Planning and DOTS implementation
13. All 22 HBCs had formulated an overall plan for DOTS expansion by the end of 2003. Detailed plans for major improvements in DOTS coverage, case detection and programme quality had been made by several countries, including India and Indonesia. However, strategic planning to overcome the constraints to TB control remains weak in several countries with low case detection or cure rates.

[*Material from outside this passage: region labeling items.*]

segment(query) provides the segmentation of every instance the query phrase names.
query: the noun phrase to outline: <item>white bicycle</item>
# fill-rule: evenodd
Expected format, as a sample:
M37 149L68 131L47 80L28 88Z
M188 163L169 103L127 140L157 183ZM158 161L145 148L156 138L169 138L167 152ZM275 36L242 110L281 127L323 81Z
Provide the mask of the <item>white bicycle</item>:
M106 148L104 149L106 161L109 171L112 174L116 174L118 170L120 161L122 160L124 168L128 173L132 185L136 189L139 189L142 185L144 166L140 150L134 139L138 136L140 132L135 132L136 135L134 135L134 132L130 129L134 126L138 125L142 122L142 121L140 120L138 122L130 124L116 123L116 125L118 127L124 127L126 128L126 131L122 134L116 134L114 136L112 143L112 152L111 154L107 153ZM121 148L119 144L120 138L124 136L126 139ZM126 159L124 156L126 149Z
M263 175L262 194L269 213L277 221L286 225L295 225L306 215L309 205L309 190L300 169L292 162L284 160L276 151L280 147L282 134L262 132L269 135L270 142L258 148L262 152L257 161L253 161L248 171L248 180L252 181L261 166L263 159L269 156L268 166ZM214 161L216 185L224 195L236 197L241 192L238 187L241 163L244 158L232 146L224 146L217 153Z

14. The six most common constraints identified were: lack of qualified staff; poor monitoring and evaluation; inadequate infrastructure; weak laboratory services; the failure of DOTS programmes to engage private practitioners and other public providers; and ineffective decentralization. The remedies required to overcome these constraints include: the development of staffing plans for TB control that are consistent with plans to strengthen the health workforce in general; public-private mix projects and schemes to involve other public providers and facilities; and the provision of adequate funding for, and the building of local capacity in, countries with decentralized health systems. Intersectoral cooperation will be critical in overcoming constraints that lie beyond the full control of NTPs.
15. The effectiveness of DOTS, and the prospects for expanding the strategy, are also limited by the failure of drug supplies, inconsistent drug quality, and inadequate drug policies. A consequence is the spread of drug resistance. Part of the remedy will be to establish testing for drug sensitivity as an integral part of DOTS programmes, to standardize treatment regimens for patients that have failed treatment, and to ensure that second-line drugs are available and properly used for patients with MDR-TB.
16. While the DOTS strategy must remain at the heart of TB control policy, a wider range of interventions will be needed to reduce TB burden in the countries most affected by HIV/AIDS, especially those in eastern and southern Africa. The recommended interventions are set out in WHO's Interim Policy on Collaborative TB/HIV Activities, but so far they are being carried out on a small scale, in districts or regions of countries, rather than nationally.